For serving: croissants, bread or rolls of choice; lettuce
Instructions
Place eggs in a single layer in a saucepan. Cover with water so that there is about 1 inch of water over the eggs. Bring to a boil, remove from heat, cover, and let stand for 12 minutes.
Drain and rinse eggs under cold water for 1 minute.
Once the outside of the eggs feel cool, crack egg shells and carefully peel under cold water.
Roughly chop the eggs.
In a large bowl, stir together the mayonnaise, mustard, celery, pickle relish, salt and pepper. Add the chopped egg and gently mix until combined.
Store in an airtight container in the refrigerator for 4-5 days.
Assemble sandwiches with egg salad and lettuce on croissants, bread or rolls of choice. Serve immediately.
Notes
Prep the egg salad the night before (or a few days in advance), but wait to assemble the sandwiches until right before you're ready to serve them.
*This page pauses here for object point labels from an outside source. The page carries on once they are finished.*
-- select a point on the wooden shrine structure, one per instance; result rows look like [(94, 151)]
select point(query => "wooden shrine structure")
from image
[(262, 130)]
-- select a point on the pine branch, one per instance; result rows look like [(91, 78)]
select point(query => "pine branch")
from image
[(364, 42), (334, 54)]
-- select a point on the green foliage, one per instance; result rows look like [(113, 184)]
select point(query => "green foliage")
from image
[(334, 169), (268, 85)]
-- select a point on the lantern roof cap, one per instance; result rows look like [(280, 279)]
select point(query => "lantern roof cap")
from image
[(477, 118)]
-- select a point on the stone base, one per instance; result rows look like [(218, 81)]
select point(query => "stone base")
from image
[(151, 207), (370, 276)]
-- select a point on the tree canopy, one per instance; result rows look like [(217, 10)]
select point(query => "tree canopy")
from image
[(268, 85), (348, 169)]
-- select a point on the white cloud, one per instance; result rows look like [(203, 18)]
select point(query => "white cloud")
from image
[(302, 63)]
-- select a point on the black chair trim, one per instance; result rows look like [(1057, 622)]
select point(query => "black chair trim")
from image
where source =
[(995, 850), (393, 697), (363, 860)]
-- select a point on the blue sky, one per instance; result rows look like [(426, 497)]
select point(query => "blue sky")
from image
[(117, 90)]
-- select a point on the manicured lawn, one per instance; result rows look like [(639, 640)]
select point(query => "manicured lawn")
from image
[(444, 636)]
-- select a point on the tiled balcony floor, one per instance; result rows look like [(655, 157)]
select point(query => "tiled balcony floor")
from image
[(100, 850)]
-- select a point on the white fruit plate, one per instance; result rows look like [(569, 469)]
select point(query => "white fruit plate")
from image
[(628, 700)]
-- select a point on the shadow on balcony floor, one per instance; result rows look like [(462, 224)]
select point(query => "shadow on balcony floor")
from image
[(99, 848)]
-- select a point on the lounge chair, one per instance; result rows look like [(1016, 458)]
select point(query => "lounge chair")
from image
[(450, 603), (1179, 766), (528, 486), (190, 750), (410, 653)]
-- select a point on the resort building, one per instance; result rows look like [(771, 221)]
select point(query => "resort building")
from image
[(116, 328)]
This will prevent the bread or rolls from becoming soggy.
Use a high quality mayonnaise, since that's the base of the salad dressing. We like Duke's brand.
Strain any excess juice from the pickle relish so that it doesn't thin the dressing too much.
Farm-fresh eggs are best when you can get them, but you can also take a shortcut and purchase peeled, hardboiled eggs at the grocery store if necessary.
Roughly chop the eggs, but don't mince them into tiny pieces. You want the egg salad to remain a little bit chunky, rather than turning into a thick paste when you stir everything together. Some texture is good!